Есть в Мандалее еще и форт. Окружен он высокой стеной, вокруг стены тянется ров. В форте и сейчас стоит дворец, раньше же располагались снесенные теперь правительственные службы короля Тибо и дома его министров. В стене, через равные промежутки, расположены беленные известью ворота с надстроенными над ними бельведерами, похожими на беседки в китайском саду, а на бастионах — павильоны из тикового дерева; причудливый вид этих павильонов никак не вяжется с их военным предназначением. Стена выложена огромными необожженными кирпичами цвета увядшей розы.

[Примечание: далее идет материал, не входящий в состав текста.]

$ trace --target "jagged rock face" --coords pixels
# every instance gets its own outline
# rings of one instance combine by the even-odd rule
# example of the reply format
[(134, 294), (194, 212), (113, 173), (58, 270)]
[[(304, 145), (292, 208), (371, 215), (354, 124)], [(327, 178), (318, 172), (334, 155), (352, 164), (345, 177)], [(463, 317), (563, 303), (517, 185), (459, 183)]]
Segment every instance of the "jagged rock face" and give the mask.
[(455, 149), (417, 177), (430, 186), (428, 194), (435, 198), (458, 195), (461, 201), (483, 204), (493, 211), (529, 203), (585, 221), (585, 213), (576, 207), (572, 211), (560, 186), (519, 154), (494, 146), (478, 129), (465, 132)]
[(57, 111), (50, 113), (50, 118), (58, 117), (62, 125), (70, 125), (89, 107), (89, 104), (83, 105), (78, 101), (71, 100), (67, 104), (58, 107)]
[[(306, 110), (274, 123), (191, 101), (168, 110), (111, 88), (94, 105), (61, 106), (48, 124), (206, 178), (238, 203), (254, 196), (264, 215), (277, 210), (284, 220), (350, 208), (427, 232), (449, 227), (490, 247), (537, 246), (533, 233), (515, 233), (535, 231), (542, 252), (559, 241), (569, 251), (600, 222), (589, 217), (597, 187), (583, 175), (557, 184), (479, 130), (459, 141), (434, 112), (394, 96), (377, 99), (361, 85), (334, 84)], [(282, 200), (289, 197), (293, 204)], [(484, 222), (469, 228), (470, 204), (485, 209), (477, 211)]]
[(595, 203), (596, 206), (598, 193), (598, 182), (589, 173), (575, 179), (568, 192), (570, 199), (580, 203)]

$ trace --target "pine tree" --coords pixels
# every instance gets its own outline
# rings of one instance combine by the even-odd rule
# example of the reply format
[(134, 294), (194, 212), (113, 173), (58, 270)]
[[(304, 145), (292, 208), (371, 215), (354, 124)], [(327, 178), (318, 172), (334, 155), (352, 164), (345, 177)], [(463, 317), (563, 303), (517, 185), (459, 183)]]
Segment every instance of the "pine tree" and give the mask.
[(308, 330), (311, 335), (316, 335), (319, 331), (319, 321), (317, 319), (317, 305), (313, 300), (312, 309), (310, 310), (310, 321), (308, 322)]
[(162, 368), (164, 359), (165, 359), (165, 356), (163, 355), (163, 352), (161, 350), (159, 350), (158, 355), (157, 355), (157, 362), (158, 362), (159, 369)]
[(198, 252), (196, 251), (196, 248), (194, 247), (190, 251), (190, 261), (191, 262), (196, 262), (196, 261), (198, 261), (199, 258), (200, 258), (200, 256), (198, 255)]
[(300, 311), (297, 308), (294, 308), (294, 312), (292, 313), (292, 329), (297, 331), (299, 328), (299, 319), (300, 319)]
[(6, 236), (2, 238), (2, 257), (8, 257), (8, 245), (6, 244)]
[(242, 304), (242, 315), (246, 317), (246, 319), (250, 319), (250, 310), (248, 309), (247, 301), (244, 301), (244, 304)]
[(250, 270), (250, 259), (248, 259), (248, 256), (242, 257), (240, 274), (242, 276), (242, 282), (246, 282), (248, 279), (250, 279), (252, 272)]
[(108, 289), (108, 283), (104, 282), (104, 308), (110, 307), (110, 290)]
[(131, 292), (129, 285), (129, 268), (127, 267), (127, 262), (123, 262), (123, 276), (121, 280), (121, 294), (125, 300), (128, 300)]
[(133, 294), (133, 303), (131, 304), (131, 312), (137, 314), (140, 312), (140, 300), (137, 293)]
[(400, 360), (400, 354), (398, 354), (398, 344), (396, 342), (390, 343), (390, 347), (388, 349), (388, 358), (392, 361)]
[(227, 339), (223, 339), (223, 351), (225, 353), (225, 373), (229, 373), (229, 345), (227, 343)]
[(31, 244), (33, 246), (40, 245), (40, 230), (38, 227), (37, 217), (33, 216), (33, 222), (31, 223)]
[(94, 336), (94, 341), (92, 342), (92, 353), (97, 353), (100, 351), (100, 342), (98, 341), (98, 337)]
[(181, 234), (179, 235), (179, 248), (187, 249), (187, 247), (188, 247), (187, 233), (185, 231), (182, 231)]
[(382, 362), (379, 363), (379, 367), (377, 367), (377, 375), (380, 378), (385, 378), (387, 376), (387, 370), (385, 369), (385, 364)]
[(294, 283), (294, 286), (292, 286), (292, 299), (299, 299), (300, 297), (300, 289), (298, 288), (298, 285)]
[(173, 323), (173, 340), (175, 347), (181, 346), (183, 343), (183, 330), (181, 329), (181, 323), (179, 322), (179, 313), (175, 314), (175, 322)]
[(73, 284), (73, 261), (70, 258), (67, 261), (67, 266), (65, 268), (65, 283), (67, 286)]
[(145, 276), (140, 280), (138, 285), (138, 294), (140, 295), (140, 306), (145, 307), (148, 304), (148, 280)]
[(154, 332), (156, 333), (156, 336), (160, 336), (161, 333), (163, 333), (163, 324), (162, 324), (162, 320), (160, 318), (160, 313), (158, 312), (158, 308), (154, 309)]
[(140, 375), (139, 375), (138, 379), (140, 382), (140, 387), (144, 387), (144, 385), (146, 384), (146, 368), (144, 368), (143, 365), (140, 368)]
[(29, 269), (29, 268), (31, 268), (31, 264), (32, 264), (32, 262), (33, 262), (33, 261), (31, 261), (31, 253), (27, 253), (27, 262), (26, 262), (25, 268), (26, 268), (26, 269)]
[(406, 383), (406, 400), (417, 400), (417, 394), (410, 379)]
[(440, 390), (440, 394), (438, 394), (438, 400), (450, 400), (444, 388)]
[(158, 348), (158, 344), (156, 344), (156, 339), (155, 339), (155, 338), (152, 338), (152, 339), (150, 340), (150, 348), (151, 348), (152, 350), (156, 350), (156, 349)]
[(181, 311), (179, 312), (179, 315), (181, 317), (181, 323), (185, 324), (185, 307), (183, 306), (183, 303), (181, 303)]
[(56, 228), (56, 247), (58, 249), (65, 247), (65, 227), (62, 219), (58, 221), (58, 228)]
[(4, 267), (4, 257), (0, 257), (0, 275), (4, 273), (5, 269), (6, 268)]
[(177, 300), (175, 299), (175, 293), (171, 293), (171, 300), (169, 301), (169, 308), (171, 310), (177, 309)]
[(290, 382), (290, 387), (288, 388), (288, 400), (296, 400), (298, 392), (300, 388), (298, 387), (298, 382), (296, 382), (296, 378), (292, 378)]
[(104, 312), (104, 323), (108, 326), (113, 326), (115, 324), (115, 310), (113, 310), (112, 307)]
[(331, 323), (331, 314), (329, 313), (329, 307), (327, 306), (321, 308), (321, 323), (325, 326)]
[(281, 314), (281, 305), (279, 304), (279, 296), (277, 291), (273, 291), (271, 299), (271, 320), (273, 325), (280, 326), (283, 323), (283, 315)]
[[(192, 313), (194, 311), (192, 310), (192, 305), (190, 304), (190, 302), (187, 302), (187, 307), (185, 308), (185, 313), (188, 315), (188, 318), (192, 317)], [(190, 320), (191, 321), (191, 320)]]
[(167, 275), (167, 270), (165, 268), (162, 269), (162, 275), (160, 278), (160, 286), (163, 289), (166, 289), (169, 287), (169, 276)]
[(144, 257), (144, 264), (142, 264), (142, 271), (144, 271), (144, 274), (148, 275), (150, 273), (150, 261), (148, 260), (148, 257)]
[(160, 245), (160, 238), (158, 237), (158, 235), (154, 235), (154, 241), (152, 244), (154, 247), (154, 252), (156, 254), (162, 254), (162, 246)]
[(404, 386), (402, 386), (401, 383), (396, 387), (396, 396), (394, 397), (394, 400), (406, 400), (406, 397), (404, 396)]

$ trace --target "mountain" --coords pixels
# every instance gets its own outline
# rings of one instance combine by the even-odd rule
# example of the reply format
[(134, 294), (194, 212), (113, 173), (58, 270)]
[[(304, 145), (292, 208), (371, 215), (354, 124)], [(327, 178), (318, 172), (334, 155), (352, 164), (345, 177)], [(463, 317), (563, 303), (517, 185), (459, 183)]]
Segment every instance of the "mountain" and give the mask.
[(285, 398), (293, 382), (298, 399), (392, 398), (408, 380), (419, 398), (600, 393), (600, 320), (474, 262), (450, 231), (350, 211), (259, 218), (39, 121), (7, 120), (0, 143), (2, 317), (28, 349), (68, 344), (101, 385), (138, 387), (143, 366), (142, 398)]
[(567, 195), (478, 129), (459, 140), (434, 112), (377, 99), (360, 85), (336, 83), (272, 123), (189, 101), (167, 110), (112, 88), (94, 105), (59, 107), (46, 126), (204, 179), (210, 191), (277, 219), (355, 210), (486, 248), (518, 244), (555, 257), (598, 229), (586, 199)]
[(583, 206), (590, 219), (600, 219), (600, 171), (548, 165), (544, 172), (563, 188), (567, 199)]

У подножия стены протянулась широкая полоса выложенного дерном газона, где густо растут тамаринды, кассии и акации; стадо бурых овец не спеша, но целенаправленно щиплет сочную траву, а вечерами здесь же прохаживаются по двое-по трое бирманцы в своих цветастых юбках и красочных головных уборах. Это маленькие, крепкого сложения мужчины с коричневыми от загара лицами, в которых есть что-то монгольское. Двигаются они столь же неспешно и уверенно, что и овцы, как будто эта полоса земли принадлежит им и они пришли ее обрабатывать. В них совершенно отсутствует уклончивая грация, настороженная элегантность проходящего мимо индуса; им не хватает изысканности его черт, его бросающейся в глаза томной женственности. Они то и дело улыбаются. Они счастливы, веселы и неизменно доброжелательны.